Barron’s, the weekly publication owned by the Wall Street Journal, in its latest issue mentions several names:
Boeing not a sell just yet – Boeing (BA) stock has come quite far, quite fast and the pace has only accelerated in 2018, but such a rapid rise could reflect an overly optimistic outlook for the airplane manufacturer that could be difficult to meet, Ben Levisohn writes in this week’s edition of Barron’s. Nonetheless, Boeing is not a sell just yet, he argues. While at first glance, betting on Boeing now seems like a risk, the stock can remain extended for a long time, Levisohn adds.
Netflix among likely candidates for an Apple purchase – Especially for tech companies, tax cuts will boost dividends, buybacks, and mergers and acquisitions, but tech usually has a hard time putting vast amounts of cash to work as it requires little R&D to produce huge amounts of revenue, Tiernan Ray writes in this week’s edition of Barron’s. For example, Apple (AAPL) does not have many places to invest that will demonstrably boost financial results. Without the excuse that the cash is stuck overseas, pressure may grow for Apple to do something big, with Netflix (NFLX) as the most likely candidate for a purchase, he contends.

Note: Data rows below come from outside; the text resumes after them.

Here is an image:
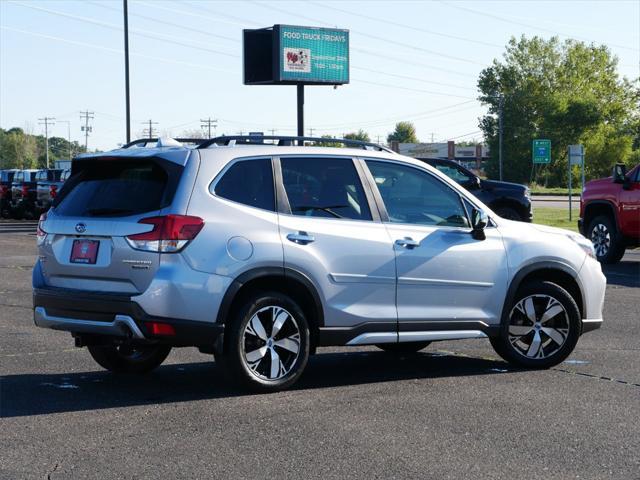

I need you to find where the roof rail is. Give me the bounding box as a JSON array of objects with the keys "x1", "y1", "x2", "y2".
[
  {"x1": 196, "y1": 135, "x2": 394, "y2": 153},
  {"x1": 121, "y1": 138, "x2": 208, "y2": 149}
]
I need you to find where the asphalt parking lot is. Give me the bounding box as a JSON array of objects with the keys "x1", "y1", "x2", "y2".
[{"x1": 1, "y1": 231, "x2": 639, "y2": 480}]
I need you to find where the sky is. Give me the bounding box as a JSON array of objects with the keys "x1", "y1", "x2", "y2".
[{"x1": 1, "y1": 0, "x2": 639, "y2": 151}]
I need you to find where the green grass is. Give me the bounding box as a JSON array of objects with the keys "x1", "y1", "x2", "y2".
[
  {"x1": 532, "y1": 207, "x2": 579, "y2": 232},
  {"x1": 529, "y1": 185, "x2": 580, "y2": 196}
]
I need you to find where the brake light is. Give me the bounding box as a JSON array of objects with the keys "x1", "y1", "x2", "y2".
[
  {"x1": 0, "y1": 185, "x2": 7, "y2": 198},
  {"x1": 49, "y1": 184, "x2": 58, "y2": 199},
  {"x1": 37, "y1": 213, "x2": 47, "y2": 240},
  {"x1": 22, "y1": 184, "x2": 29, "y2": 196},
  {"x1": 125, "y1": 215, "x2": 204, "y2": 253}
]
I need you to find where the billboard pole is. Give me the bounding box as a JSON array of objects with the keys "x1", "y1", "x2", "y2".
[{"x1": 297, "y1": 84, "x2": 304, "y2": 143}]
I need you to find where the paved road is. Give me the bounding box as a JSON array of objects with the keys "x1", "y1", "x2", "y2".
[
  {"x1": 1, "y1": 234, "x2": 639, "y2": 479},
  {"x1": 532, "y1": 195, "x2": 581, "y2": 210}
]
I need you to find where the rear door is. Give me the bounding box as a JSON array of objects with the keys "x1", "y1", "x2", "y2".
[
  {"x1": 39, "y1": 157, "x2": 186, "y2": 294},
  {"x1": 277, "y1": 155, "x2": 397, "y2": 332}
]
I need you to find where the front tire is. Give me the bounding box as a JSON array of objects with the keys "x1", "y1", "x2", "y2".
[
  {"x1": 87, "y1": 344, "x2": 171, "y2": 373},
  {"x1": 490, "y1": 280, "x2": 581, "y2": 369},
  {"x1": 223, "y1": 291, "x2": 310, "y2": 392},
  {"x1": 588, "y1": 215, "x2": 625, "y2": 264},
  {"x1": 376, "y1": 342, "x2": 431, "y2": 354}
]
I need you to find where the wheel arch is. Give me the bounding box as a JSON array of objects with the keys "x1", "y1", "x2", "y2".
[
  {"x1": 583, "y1": 200, "x2": 618, "y2": 232},
  {"x1": 503, "y1": 262, "x2": 585, "y2": 325},
  {"x1": 216, "y1": 266, "x2": 324, "y2": 349}
]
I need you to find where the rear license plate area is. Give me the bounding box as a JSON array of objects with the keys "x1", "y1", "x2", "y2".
[{"x1": 70, "y1": 239, "x2": 99, "y2": 264}]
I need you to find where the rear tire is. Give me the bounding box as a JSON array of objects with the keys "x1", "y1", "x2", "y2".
[
  {"x1": 588, "y1": 215, "x2": 625, "y2": 264},
  {"x1": 490, "y1": 280, "x2": 581, "y2": 369},
  {"x1": 376, "y1": 342, "x2": 431, "y2": 354},
  {"x1": 222, "y1": 291, "x2": 310, "y2": 393},
  {"x1": 87, "y1": 344, "x2": 171, "y2": 374}
]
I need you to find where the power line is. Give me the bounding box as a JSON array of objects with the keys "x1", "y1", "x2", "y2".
[
  {"x1": 38, "y1": 116, "x2": 55, "y2": 168},
  {"x1": 439, "y1": 0, "x2": 639, "y2": 53},
  {"x1": 80, "y1": 111, "x2": 94, "y2": 150},
  {"x1": 309, "y1": 1, "x2": 504, "y2": 49}
]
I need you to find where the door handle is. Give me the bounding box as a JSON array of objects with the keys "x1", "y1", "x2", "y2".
[
  {"x1": 287, "y1": 231, "x2": 315, "y2": 245},
  {"x1": 395, "y1": 237, "x2": 420, "y2": 249}
]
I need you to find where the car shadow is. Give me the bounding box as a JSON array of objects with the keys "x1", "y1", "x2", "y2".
[
  {"x1": 602, "y1": 258, "x2": 640, "y2": 288},
  {"x1": 1, "y1": 350, "x2": 514, "y2": 418}
]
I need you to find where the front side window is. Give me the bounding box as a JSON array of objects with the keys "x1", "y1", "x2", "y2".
[
  {"x1": 281, "y1": 157, "x2": 372, "y2": 221},
  {"x1": 213, "y1": 158, "x2": 275, "y2": 211},
  {"x1": 366, "y1": 160, "x2": 469, "y2": 228}
]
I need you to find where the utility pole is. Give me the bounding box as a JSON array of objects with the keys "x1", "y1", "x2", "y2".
[
  {"x1": 200, "y1": 117, "x2": 218, "y2": 139},
  {"x1": 376, "y1": 135, "x2": 381, "y2": 145},
  {"x1": 80, "y1": 111, "x2": 94, "y2": 151},
  {"x1": 308, "y1": 128, "x2": 315, "y2": 137},
  {"x1": 269, "y1": 129, "x2": 276, "y2": 136},
  {"x1": 38, "y1": 116, "x2": 55, "y2": 168},
  {"x1": 58, "y1": 120, "x2": 72, "y2": 160},
  {"x1": 142, "y1": 119, "x2": 158, "y2": 139},
  {"x1": 430, "y1": 133, "x2": 435, "y2": 143},
  {"x1": 123, "y1": 0, "x2": 131, "y2": 143},
  {"x1": 498, "y1": 94, "x2": 504, "y2": 181}
]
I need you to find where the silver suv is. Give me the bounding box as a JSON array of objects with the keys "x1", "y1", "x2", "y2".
[{"x1": 33, "y1": 136, "x2": 606, "y2": 392}]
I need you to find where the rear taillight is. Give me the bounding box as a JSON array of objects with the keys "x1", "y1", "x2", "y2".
[
  {"x1": 125, "y1": 215, "x2": 204, "y2": 253},
  {"x1": 37, "y1": 213, "x2": 47, "y2": 240},
  {"x1": 22, "y1": 184, "x2": 29, "y2": 196},
  {"x1": 0, "y1": 185, "x2": 7, "y2": 198},
  {"x1": 49, "y1": 185, "x2": 58, "y2": 199}
]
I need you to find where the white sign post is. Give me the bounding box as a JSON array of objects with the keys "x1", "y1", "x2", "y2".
[{"x1": 568, "y1": 145, "x2": 585, "y2": 221}]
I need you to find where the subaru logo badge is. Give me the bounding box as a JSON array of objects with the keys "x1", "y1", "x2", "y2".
[{"x1": 75, "y1": 223, "x2": 86, "y2": 233}]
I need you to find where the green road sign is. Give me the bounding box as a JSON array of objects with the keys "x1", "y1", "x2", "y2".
[{"x1": 532, "y1": 139, "x2": 551, "y2": 164}]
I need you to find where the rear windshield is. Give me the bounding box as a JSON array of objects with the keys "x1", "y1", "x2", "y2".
[
  {"x1": 54, "y1": 159, "x2": 183, "y2": 217},
  {"x1": 37, "y1": 170, "x2": 62, "y2": 182}
]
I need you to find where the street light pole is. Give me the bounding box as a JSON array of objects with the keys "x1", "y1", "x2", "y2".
[
  {"x1": 123, "y1": 0, "x2": 131, "y2": 143},
  {"x1": 498, "y1": 94, "x2": 504, "y2": 181}
]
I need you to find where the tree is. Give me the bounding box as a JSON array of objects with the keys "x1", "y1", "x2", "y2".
[
  {"x1": 478, "y1": 35, "x2": 639, "y2": 185},
  {"x1": 314, "y1": 134, "x2": 343, "y2": 148},
  {"x1": 387, "y1": 122, "x2": 418, "y2": 144},
  {"x1": 344, "y1": 129, "x2": 370, "y2": 142}
]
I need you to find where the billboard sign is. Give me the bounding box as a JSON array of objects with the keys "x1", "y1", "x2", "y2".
[
  {"x1": 243, "y1": 25, "x2": 349, "y2": 85},
  {"x1": 276, "y1": 25, "x2": 349, "y2": 84},
  {"x1": 532, "y1": 139, "x2": 551, "y2": 164}
]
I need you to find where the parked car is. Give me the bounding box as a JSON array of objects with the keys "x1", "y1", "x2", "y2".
[
  {"x1": 417, "y1": 158, "x2": 532, "y2": 222},
  {"x1": 0, "y1": 169, "x2": 19, "y2": 218},
  {"x1": 579, "y1": 163, "x2": 640, "y2": 263},
  {"x1": 33, "y1": 136, "x2": 605, "y2": 392},
  {"x1": 35, "y1": 169, "x2": 64, "y2": 214},
  {"x1": 10, "y1": 169, "x2": 39, "y2": 219}
]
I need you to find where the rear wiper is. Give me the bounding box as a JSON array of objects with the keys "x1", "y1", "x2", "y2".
[
  {"x1": 84, "y1": 208, "x2": 135, "y2": 217},
  {"x1": 293, "y1": 205, "x2": 349, "y2": 219}
]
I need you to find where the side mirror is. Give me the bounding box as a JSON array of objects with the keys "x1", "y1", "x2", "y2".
[
  {"x1": 466, "y1": 176, "x2": 481, "y2": 190},
  {"x1": 612, "y1": 164, "x2": 627, "y2": 184},
  {"x1": 471, "y1": 208, "x2": 488, "y2": 240}
]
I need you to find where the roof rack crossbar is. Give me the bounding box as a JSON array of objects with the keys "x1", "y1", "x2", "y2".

Still time to shop Walmart shares as company makes changes – In a follow-up story, Barron’s notes that some Walmart’s experiments, like curbside pickup for groceries, are getting solid results, and points out that late-year shopping was robust and corporate tax cuts have warmed investors to retailers. While high-income taxpayers will get larger cuts amid the new tax reform than low- and middle-income ones, those are more likely to spend the extra money, which bodes wells for Walmart, publication said, adding that Walmart continues making changes, such as paying one-time bonuses and closing 63 underperforming Sam’s Club locations.